Incident stroke is associated with common carotid artery diameter and not common carotid artery intima-media thickness.
Though common carotid IMT is not associated with stroke, inter-adventitial diameter of the common carotid artery is independently associated with first-time incident ischemic stroke even after adjusting for IMT.
Usefulness of coronary and carotid imaging rather than traditional atherosclerotic risk factors to identify firefighters at increased risk for cardiovascular disease.
Early detection and integration of imaging with traditional risk assessment will be important in preventing premature death and disability among firefighters.
Family history of coronary heart disease (CHD) and markers of subclinical cardiovascular disease: Where do we stand?
Family history of coronary artery disease is associated with markers of subclinical atherosclerosis, and this relationship remains statistically significant after adjusting for traditional risk factors. Our data suggest these individuals should be considered strongly as candidates for assessment of subclinical CVD to further refine risk and treatment goals.

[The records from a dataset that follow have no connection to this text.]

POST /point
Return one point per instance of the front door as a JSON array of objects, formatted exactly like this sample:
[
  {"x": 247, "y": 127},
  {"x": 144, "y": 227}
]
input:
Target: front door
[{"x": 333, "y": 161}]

Low free testosterone in HIV-infected men is not associated with subclinical cardiovascular disease.
Low testosterone (T) is associated with cardiovascular disease (CVD) and increased mortality in the general population; however, the impact of T on subclinical CVD in HIV disease is unknown. This study examined the relationships among free testosterone (FT), subclinical CVD, and HIV disease. Compared with HIV-uninfected men, HIV-infected men had lower FT, as well as more prevalent carotid lesions. In both groups, FT was not associated with CAC presence, log carotid IMT, or carotid lesion presence, suggesting that FT does not influence subclinical CVD in this population of men with and at risk for HIV infection.
Association between traditional cholesterol parameters, lipoprotein particle concentration, novel biomarkers and carotid plaques in retired National Football League players.

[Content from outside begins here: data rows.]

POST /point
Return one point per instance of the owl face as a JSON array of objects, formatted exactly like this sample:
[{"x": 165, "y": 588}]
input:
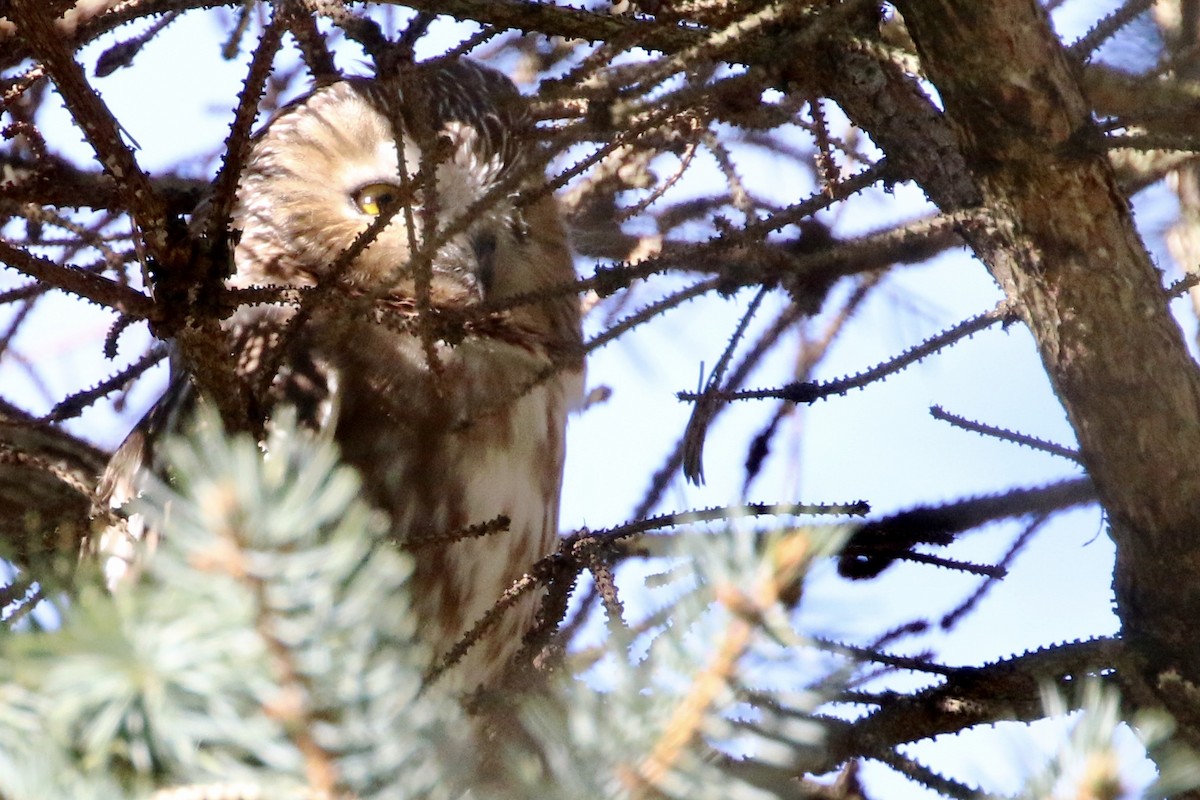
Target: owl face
[{"x": 329, "y": 166}]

We assessed whether low-density lipoprotein particle concentration (LDL-P) and high-sensitivity C-reactive protein [hs-CRP] can identify subclinical atherosclerosis better than traditional cholesterol parameters in retired National Football League (NFL) players. Carotid artery plaques were common in retired NFL players and were strongly associated with LDL-P, especially among those with metabolic syndrome. hs-CRP was not associated with carotid plaques in this cohort.
Short-term effect of atorvastatin on carotid artery elasticity.
Short-term treatment with high-dose atorvastatin was associated with improvement in the carotid elasticity metrics. Carotid artery elasticity measured by B-mode ultrasound is a simple noninvasive measure of arterial wall function and may be a useful surrogate end point in clinical trials targeting individuals at increased risk for atherosclerosis.
Meta-analysis of genome-wide association studies from CHARGE consortium identifies common variants associated with carotid intima media thickness and plaque.
Carotid intima media thickness (cIMT) and plaque determined by ultrasonography are established measures of subclinical atherosclerosis that each predicts future cardiovascular disease events. We conducted a meta-analysis of genome-wide association data in 31,211 participants of European ancestry from nine large studies in the setting of the Cohorts for Heart and Aging Research in Genomic Epidemiology (CHARGE) Consortium. We then sought additional evidence to support our findings among 11,273 individuals using data from seven additional studies. In the combined meta-analysis, we identified three genomic regions associated with common carotid intima media thickness and two different regions associated with the presence of carotid plaque (P < 5 × 10(-8)). The associated SNPs mapped in or near genes related to cellular signaling, lipid metabolism and blood pressure homeostasis, and two of the regions were associated with coronary artery disease (P < 0.006) in the Coronary Artery Disease Genome-Wide Replication and Meta-Analysis (CARDIoGRAM) consortium. Our findings may provide new insight into pathways leading to subclinical atherosclerosis and subsequent cardiovascular events.